É difícil traçar no fenômeno a linha divisória entre as tendências pessoais e as tendências coletivas: a vida resumida do homem é um capítulo instantâneo da vida de sua sociedade...

Acompanhar a primeira é seguir paralelamente e com mais rapidez a segunda; acompanhá-las juntas é observar a mais completa mutualidade de influxos.

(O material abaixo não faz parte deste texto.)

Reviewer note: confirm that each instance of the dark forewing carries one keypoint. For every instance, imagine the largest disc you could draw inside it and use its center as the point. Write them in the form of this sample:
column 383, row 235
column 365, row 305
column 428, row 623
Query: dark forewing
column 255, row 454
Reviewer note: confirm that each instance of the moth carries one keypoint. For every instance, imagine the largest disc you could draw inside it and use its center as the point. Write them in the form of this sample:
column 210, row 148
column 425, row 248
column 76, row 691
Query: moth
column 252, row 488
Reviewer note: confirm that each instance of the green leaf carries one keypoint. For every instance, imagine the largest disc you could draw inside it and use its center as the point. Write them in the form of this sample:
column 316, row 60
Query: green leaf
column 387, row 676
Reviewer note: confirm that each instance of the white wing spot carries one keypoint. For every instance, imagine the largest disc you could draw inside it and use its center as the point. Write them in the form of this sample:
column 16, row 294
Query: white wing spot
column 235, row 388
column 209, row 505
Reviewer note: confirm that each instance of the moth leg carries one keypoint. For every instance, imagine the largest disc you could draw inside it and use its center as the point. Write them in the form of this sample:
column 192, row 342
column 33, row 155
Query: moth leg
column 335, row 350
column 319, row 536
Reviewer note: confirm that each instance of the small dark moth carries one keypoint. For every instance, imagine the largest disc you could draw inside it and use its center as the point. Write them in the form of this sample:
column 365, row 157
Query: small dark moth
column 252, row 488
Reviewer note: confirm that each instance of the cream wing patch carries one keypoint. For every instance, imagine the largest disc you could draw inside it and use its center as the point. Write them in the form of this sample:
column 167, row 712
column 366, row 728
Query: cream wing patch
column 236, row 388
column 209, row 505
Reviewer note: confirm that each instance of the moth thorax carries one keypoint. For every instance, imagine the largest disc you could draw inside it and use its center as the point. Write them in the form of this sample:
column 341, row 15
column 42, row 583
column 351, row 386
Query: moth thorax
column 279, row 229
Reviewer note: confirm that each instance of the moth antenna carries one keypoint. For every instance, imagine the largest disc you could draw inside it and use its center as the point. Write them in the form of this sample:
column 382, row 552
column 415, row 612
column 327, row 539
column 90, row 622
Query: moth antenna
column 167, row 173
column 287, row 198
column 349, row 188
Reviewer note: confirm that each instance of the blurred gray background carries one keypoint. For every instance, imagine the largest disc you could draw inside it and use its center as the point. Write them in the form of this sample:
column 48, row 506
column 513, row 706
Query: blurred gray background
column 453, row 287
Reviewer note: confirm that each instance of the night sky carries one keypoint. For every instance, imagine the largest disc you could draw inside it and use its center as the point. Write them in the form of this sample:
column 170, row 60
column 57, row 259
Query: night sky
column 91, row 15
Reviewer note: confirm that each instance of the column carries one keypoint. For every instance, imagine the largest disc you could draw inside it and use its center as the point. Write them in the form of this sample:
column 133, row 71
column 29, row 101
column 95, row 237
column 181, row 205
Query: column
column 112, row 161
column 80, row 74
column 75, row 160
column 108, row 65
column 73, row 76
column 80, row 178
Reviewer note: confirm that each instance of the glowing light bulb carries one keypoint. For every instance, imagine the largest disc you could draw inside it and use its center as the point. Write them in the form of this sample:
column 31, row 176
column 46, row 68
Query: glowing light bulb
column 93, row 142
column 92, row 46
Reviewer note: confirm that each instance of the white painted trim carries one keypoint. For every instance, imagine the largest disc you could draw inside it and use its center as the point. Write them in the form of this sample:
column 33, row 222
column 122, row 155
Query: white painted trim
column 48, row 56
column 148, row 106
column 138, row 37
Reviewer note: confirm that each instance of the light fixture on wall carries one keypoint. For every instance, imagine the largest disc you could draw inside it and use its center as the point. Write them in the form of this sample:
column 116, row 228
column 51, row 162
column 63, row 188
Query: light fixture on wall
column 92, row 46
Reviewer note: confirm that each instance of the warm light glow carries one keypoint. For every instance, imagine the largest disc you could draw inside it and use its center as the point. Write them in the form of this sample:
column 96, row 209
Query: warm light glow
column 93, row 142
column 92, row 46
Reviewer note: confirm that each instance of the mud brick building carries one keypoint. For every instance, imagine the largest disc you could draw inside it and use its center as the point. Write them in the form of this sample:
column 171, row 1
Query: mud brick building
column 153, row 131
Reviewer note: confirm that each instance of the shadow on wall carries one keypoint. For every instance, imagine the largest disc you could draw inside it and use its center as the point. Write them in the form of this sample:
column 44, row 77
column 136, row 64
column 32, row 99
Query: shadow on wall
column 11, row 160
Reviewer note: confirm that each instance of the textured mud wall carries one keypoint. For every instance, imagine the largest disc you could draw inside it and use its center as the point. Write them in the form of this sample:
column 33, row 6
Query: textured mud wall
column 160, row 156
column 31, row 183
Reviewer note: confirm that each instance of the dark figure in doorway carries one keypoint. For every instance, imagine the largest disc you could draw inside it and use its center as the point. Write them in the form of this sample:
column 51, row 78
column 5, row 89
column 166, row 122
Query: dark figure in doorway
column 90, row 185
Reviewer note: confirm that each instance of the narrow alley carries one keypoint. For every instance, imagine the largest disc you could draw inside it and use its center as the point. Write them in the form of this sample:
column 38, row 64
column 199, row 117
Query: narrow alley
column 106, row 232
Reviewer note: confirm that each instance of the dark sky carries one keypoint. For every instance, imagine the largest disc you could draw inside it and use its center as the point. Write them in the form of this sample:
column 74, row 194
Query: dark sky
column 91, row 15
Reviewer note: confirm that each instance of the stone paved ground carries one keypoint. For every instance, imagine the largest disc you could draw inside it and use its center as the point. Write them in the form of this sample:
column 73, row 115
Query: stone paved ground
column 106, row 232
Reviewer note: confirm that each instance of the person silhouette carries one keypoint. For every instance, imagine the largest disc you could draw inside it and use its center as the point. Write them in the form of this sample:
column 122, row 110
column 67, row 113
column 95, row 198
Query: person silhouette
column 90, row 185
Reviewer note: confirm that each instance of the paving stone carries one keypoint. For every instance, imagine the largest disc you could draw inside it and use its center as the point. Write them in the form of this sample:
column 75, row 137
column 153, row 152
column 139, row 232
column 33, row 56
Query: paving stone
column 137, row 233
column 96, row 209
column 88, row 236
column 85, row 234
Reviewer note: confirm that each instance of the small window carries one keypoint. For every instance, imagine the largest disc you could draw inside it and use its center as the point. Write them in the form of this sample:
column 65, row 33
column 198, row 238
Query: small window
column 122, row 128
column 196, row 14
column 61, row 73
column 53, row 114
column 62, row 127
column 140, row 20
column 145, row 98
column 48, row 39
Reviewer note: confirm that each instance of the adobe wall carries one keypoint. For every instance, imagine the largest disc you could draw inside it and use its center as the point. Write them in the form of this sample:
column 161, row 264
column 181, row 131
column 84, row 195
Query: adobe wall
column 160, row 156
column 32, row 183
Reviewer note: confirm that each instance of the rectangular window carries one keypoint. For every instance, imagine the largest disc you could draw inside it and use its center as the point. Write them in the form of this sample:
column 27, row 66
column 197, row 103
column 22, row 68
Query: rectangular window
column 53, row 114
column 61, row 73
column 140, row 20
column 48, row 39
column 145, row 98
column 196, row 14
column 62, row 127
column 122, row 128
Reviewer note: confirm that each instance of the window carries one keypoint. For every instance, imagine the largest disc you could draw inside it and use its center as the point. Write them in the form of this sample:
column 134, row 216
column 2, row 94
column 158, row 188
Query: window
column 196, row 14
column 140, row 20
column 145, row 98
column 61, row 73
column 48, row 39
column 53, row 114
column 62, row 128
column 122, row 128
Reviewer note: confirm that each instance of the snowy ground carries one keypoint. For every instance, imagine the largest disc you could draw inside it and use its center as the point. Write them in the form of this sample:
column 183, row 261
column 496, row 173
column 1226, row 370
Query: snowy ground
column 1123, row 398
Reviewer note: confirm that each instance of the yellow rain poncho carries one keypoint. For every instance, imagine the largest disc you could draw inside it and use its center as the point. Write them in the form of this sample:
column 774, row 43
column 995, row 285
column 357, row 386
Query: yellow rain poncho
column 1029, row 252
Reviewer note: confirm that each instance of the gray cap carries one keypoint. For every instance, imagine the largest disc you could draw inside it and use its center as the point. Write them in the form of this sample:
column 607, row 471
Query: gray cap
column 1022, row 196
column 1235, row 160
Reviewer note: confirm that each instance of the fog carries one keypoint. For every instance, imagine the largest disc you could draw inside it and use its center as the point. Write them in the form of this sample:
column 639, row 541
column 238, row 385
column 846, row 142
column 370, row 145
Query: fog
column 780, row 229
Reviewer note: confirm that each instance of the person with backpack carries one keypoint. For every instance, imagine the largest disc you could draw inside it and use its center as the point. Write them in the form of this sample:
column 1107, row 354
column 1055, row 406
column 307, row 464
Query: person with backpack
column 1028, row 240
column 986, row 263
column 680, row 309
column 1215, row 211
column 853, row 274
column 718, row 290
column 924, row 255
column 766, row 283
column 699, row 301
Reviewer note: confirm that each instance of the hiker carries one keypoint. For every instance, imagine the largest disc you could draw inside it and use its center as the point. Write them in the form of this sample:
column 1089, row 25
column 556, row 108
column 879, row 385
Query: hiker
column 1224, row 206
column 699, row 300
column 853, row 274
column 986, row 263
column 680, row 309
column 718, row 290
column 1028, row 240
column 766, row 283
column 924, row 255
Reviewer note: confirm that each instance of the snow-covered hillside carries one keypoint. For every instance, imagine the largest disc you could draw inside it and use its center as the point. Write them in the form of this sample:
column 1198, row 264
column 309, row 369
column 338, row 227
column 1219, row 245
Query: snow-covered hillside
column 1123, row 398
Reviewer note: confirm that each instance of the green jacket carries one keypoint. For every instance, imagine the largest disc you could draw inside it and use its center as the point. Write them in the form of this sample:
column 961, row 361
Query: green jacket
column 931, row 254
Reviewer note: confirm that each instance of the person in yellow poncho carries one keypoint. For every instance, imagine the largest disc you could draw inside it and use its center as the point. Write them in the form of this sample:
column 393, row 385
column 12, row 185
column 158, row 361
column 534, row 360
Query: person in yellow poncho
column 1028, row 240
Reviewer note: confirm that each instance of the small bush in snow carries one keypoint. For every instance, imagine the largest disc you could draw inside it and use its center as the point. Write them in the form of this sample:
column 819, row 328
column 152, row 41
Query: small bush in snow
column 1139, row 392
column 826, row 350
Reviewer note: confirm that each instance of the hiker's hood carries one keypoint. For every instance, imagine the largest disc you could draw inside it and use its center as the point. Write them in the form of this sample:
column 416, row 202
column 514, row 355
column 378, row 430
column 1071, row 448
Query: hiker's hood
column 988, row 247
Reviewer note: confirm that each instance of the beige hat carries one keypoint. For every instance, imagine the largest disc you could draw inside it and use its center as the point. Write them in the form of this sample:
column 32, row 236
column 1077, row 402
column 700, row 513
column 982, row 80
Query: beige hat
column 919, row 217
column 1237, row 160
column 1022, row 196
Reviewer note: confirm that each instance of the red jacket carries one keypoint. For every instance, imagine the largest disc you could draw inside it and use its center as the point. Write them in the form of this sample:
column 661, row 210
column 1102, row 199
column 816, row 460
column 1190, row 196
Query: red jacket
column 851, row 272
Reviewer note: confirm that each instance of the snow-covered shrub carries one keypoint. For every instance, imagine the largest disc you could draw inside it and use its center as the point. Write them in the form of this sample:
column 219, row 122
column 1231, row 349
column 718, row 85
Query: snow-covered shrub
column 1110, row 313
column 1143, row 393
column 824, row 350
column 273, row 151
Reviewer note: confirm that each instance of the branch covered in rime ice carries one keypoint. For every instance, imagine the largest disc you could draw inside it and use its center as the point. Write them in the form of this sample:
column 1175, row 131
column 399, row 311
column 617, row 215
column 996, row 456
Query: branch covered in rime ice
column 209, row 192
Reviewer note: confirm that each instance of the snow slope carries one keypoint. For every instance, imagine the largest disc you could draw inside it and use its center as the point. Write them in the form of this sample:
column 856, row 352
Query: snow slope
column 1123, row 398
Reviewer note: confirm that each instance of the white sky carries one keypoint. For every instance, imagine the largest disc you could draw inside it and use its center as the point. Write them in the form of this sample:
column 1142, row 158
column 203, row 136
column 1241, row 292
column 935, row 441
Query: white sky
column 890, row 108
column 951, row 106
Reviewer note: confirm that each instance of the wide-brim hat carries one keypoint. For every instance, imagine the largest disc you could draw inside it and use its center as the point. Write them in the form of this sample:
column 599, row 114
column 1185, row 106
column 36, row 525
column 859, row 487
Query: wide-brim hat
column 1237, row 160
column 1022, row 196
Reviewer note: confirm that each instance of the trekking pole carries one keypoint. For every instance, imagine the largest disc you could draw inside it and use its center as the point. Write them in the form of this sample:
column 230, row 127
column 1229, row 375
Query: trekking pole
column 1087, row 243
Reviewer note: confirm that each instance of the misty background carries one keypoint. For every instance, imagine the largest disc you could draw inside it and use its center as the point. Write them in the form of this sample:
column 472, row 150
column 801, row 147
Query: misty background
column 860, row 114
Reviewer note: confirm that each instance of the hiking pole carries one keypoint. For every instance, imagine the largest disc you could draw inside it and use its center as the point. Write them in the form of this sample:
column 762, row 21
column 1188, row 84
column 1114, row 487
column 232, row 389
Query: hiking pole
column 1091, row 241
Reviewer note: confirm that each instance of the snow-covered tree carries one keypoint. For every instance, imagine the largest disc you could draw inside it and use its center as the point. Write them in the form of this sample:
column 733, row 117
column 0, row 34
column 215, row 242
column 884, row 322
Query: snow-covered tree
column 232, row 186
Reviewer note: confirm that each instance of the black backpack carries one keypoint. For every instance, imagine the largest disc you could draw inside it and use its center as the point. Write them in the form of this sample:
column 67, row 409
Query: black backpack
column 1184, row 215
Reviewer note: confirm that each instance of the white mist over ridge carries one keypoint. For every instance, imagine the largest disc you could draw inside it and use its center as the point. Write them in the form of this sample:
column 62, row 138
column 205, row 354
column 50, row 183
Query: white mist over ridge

Considerando em torno, o falso apóstolo, que o próprio excesso de subjetivismo predispusera à revolta contra a ordem natural, como que observou a fórmula do próprio delírio. Não era um incompreendido. A multidão aclamava-o representante natural das suas aspirações mais altas. Não foi, por isto, além. Não deslizou para a demência. No gravitar contínuo para o mínimo de uma curva, para o completo obscurecimento da razão, o meio reagindo por sua vez amparou-o, corrigindo-o, fazendo-o estabelecer encadeamento nunca destruído nas mais exageradas concepções, certa ordem no próprio desvario, coerência indestrutível em todos os atos e disciplina rara em todas as paixões, de sorte que ao atravessar, largos anos, nas práticas ascéticas, o sertão alvorotado, tinha na atitude, na palavra e no gesto, a tranqüilidade, a altitude e a resignação soberana de um apóstolo antigo. Doente grave, só lhe pode ser aplicado o conceito da paranóia, de Tanzi e Riva.

Em seu desvio ideativo vibrou sempre, a bem dizer exclusiva, a nota étnica. Foi um documento raro de atavismo.

A constituição mórbida levando-o a interpretar caprichosamente as condições objetivas, e alterando-lhes as relações com o mundo exterior, traduz-se fundamentalmente como uma regressão ao estádio mental dos tipos ancestrais da espécie.